Federal Reserve Signals Some Tightening Changes Ahead

By Tom Burnett CFA

On September 22, 2021, the Federal Reserve issued its monthly policy Statement. Along with the formal Statement, the Fed released its updated set of economic projections for the next two years. While the Fed is not explicitly changing any benchmark indicators, the Statement does suggest that the program of monthly asset purchases will be curtailed soon. The Fed purchases $80 billion of Treasury bonds and $40 billion of mortgage-backed securities every month and it is this program that will be downsized in the near future. The Fed continues to look for inflation averaging 2% a year, but will tolerate a higher number over a short time span to get the overall average up to the 2% target level.

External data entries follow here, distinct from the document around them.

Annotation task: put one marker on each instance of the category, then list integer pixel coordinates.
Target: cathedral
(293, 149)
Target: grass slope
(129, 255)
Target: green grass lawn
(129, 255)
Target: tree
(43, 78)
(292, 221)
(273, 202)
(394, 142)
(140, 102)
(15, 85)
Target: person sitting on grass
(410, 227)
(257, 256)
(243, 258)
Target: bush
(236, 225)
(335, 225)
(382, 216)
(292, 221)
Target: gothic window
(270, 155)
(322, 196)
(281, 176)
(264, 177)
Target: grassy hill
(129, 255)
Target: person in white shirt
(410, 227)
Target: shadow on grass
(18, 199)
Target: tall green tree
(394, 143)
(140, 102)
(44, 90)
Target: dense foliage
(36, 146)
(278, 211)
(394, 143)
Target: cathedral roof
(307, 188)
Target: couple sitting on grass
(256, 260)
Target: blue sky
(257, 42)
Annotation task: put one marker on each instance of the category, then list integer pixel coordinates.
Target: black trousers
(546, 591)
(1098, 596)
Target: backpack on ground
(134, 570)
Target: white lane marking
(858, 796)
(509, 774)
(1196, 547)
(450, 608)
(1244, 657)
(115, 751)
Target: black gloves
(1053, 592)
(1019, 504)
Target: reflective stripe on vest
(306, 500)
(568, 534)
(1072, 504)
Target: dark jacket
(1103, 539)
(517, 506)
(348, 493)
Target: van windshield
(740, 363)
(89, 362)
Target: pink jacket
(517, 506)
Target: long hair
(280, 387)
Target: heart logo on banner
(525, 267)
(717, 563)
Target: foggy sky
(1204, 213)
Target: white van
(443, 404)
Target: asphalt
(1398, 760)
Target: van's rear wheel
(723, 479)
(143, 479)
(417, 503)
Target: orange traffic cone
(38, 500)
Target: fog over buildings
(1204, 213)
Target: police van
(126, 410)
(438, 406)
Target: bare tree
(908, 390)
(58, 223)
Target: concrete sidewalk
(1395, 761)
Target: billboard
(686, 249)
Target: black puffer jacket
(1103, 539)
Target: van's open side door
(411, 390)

The Statement did not discuss specific interest rates, but the Table of Projections now assumes a fed funds rate of 0.3% in 2022, compared to the current range of 0-.25% which was repeated in the Statement today. In 2023, the rate forecast rises again to an average of 1.0% for the full year. In its June projections, the Fed expected no change in rates for 2022, and an increase to an average of 0.6% for 2023. In the bond market, rates moved slightly lower with the Ten-year bond trading in the 1.30-31% range.
The Fed Statement was issued unanimously.
The next Fed public Statement meeting will be November 2-3. At the December 14-15 meeting, the economic projections will be updated.